Current Insurer: GEICO
Vehicle: 2003 Toyota Celica
Premium per 6 Months: $436.60
Coverage:

BODILY INJURY LIABILITY $100,000/$300,000
PROPERTY DAMAGE LIABILITY $100,000
PERSONAL INJURY PROTECTION $2,500
UNINSURED MOTORIST BODILY INJURY $20,000/$40,000
UNINSURED MOTORIST PROPERTY DAMAGE $100,000
COMPREHENSIVE Not currently carried
COLLISION Not currently carried
EMERGENCY ROAD SERVICE Not currently carried
RENTAL REIMBURSEMENT Not currently carried

You may notice I carry zero comprehensive and collision insurance (yes, risky) but if I carried $1000 deductibles on both coverage’s, my 6 month premium would be $959.50 (more than double!). I have every possible insurance discount available from Geico (5 Year Good Driver, affiliate organization discount, safety restraint discount, etc). I also have homeowner’s insurance with Geico (Traveler’s really) but there is no discount on my auto insurance policy because of it, only my homeowner’s discount.

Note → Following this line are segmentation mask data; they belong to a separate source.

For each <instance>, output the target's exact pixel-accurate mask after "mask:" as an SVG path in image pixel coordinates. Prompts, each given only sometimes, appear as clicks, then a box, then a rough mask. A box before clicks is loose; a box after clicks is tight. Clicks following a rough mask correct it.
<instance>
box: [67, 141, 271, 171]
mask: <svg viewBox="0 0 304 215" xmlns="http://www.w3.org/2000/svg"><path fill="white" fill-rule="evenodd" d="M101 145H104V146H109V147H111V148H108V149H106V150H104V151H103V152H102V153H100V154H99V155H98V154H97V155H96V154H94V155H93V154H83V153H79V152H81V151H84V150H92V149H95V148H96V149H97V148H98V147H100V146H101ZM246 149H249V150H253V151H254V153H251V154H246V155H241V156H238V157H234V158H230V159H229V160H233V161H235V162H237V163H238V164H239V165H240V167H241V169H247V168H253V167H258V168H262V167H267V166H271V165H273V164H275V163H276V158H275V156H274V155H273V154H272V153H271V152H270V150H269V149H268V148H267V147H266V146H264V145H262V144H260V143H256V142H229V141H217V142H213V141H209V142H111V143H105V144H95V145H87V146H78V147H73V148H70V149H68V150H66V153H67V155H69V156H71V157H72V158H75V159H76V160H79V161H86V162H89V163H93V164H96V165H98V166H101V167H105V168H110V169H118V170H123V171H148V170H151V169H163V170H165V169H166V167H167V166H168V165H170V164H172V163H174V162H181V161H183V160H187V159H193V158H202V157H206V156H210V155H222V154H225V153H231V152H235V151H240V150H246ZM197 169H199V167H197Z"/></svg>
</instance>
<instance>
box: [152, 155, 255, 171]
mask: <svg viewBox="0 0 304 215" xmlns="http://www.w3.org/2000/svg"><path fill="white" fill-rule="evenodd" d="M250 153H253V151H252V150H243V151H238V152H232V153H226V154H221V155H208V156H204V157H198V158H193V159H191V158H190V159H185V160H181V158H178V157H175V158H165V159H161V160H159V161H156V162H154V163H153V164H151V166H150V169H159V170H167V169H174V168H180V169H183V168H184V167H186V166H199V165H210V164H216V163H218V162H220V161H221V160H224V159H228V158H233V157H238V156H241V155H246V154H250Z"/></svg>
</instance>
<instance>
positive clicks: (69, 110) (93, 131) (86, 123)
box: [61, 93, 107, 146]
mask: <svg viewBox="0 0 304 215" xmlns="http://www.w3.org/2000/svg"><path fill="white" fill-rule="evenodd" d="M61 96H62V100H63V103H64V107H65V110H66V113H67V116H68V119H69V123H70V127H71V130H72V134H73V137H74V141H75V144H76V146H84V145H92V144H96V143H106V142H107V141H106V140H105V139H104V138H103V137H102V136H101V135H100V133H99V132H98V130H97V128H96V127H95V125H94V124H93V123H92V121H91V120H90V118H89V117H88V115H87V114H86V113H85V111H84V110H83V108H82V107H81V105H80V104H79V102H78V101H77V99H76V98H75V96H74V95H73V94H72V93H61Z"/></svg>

What was Progressive’s result for the exact same coverage? $448. If you were to add the $1000 deductible comprehensive and collision insurance? $737.00. So it would be cheaper to go with Progressive if I wanted to tack on the extra coverage’s but I don’t really feel they are worth it. I’m currently being “paid” $1,000 a year to insure myself.

Here is where the power of Progressive comes in, they will show you the rates of their competitors. Unfortunately, the only other rate they told me about was from State Farm Mutual Automobile Company and that was $1,162. Unfortunately, I wish they gave me more information than that… no mention of AllState or Nationwide quotes.

Right now I’m sticking with Geico, check back in a month to see how the rates compare with current rates.

Update 7/11/05: When I was logging into the American Express website I saw that they were offering auto insurance so I submitted some information to them to see what they would quote me. For equal coverage to my current coverage (no collision/comprehensive) would be $445 and for “full” coverage, it would cost $844. It stands to reason that there is a lot of wiggle room with regard to comprehensive and collision coverage cost, but not much with the base coverages. Any thoughts?